Tianbo Gu, Allaukik Abhishek, Hao Fu et al.

As a massive number of the Internet of Things (IoT) devices are deployed, the security and privacy issues in IoT arouse more and more attention. The IoT attacks are causing tremendous loss to the IoT networks and even threatening human safety. Compared to traditional networks, IoT networks have unique characteristics, which make the attack detection more challenging. First, the heterogeneity of platforms, protocols, software, and hardware exposes various vulnerabilities. Second, in addition to the traditional high-rate attacks, the low-rate attacks are also extensively used by IoT attackers to obfuscate the legitimate and malicious traffic. These low-rate attacks are challenging to detect and can persist in the networks. Last, the attackers are evolving to be more intelligent and can dynamically change their attack strategies based on the environment feedback to avoid being detected, making it more challenging for the defender to discover a consistent pattern to identify the attack. In order to adapt to the new characteristics in IoT attacks, we propose a reinforcement learning-based attack detection model that can automatically learn and recognize the transformation of the attack pattern. Therefore, we can continuously detect IoT attacks with less human intervention. In this paper, we explore the crucial features of IoT traffics and utilize the entropy-based metrics to detect both the high-rate and low-rate IoT attacks. Afterward, we leverage the reinforcement learning technique to continuously adjust the attack detection threshold based on the detection feedback, which optimizes the detection and the false alarm rate. We conduct extensive experiments over a real IoT attack dataset and demonstrate the effectiveness of our IoT attack detection framework.

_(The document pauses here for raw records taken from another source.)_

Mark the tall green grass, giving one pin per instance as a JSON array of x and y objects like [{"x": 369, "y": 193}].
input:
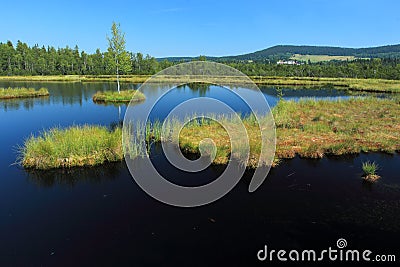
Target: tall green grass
[
  {"x": 74, "y": 146},
  {"x": 123, "y": 96},
  {"x": 370, "y": 169},
  {"x": 307, "y": 128},
  {"x": 22, "y": 92}
]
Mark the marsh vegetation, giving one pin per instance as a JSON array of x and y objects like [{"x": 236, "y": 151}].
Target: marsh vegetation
[
  {"x": 22, "y": 92},
  {"x": 308, "y": 128},
  {"x": 118, "y": 97}
]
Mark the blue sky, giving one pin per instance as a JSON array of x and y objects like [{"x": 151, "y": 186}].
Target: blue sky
[{"x": 191, "y": 28}]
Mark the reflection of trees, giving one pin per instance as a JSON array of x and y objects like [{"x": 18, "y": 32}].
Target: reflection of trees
[
  {"x": 202, "y": 88},
  {"x": 73, "y": 176},
  {"x": 26, "y": 103}
]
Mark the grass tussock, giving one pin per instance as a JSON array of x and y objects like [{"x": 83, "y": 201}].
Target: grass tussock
[
  {"x": 75, "y": 146},
  {"x": 115, "y": 97},
  {"x": 22, "y": 92},
  {"x": 307, "y": 128},
  {"x": 313, "y": 129},
  {"x": 369, "y": 169}
]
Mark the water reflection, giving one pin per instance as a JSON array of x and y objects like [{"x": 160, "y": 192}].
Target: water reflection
[
  {"x": 72, "y": 176},
  {"x": 201, "y": 88}
]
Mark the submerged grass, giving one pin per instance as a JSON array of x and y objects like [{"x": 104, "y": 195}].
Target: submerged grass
[
  {"x": 313, "y": 129},
  {"x": 307, "y": 128},
  {"x": 122, "y": 96},
  {"x": 369, "y": 169},
  {"x": 75, "y": 146},
  {"x": 22, "y": 92}
]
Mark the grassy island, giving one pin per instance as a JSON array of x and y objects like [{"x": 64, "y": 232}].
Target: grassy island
[
  {"x": 75, "y": 146},
  {"x": 124, "y": 96},
  {"x": 308, "y": 128},
  {"x": 22, "y": 92}
]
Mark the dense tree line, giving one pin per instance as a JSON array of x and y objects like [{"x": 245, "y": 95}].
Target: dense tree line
[
  {"x": 362, "y": 68},
  {"x": 24, "y": 60}
]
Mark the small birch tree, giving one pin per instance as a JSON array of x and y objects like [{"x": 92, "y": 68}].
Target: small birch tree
[{"x": 118, "y": 58}]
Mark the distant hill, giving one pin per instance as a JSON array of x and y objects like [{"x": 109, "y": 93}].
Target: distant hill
[{"x": 287, "y": 51}]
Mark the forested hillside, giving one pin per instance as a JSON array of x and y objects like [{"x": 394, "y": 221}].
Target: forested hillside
[{"x": 20, "y": 59}]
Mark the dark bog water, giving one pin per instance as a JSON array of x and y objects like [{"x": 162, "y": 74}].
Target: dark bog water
[{"x": 100, "y": 217}]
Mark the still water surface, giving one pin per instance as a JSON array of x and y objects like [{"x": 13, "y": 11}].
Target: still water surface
[{"x": 99, "y": 216}]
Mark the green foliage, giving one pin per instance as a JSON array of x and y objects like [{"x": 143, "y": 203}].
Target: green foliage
[
  {"x": 74, "y": 146},
  {"x": 123, "y": 96},
  {"x": 370, "y": 168},
  {"x": 22, "y": 92}
]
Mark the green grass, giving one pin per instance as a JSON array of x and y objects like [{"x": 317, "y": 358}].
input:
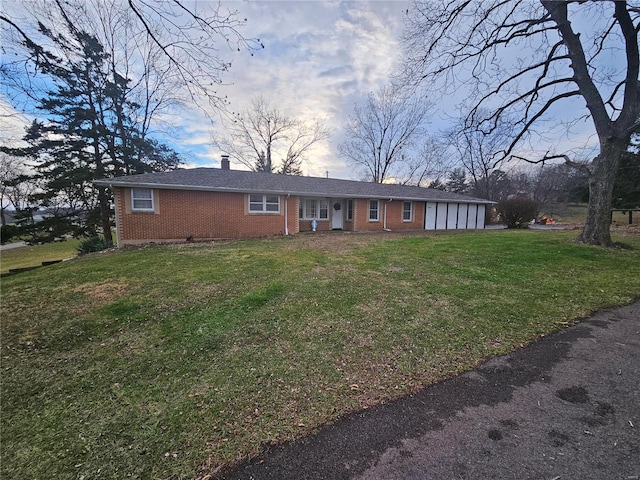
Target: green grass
[
  {"x": 162, "y": 362},
  {"x": 31, "y": 256}
]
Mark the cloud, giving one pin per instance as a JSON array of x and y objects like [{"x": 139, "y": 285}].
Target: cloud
[{"x": 319, "y": 59}]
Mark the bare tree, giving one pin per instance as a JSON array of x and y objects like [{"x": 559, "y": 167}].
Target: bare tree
[
  {"x": 430, "y": 162},
  {"x": 383, "y": 134},
  {"x": 262, "y": 135},
  {"x": 465, "y": 43}
]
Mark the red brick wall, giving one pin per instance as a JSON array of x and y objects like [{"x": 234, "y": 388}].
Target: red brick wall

Jinyue Song, Tianbo Gu, Yunjie Ge et al.

In recent years, there is an emerging trend that some computing services are moving from cloud to the edge of the networks. Compared to cloud computing, edge computing can provide services with faster response, lower expense, and more security. The massive idle computing resources closing to the edge also enhance the deployment of edge services. Instead of using cloud services from some primary providers, edge computing provides people with a great chance to actively join the market of computing resources. However, edge computing also has some critical impediments that we have to overcome. In this paper, we design an edge computing service platform that can receive and distribute the computing resources from the end-users in a decentralized way. Without centralized trade control, we propose a novel hierarchical smart contract-based decentralized technique to establish the trading trust among users and provide flexible smart contract interfaces to satisfy users. Our system also considers and resolves a variety of security and privacy challenges when utilizing the encryption and distributed access control mechanism. We implement our system and conduct extensive experiments to show the feasibility and effectiveness of our proposed system.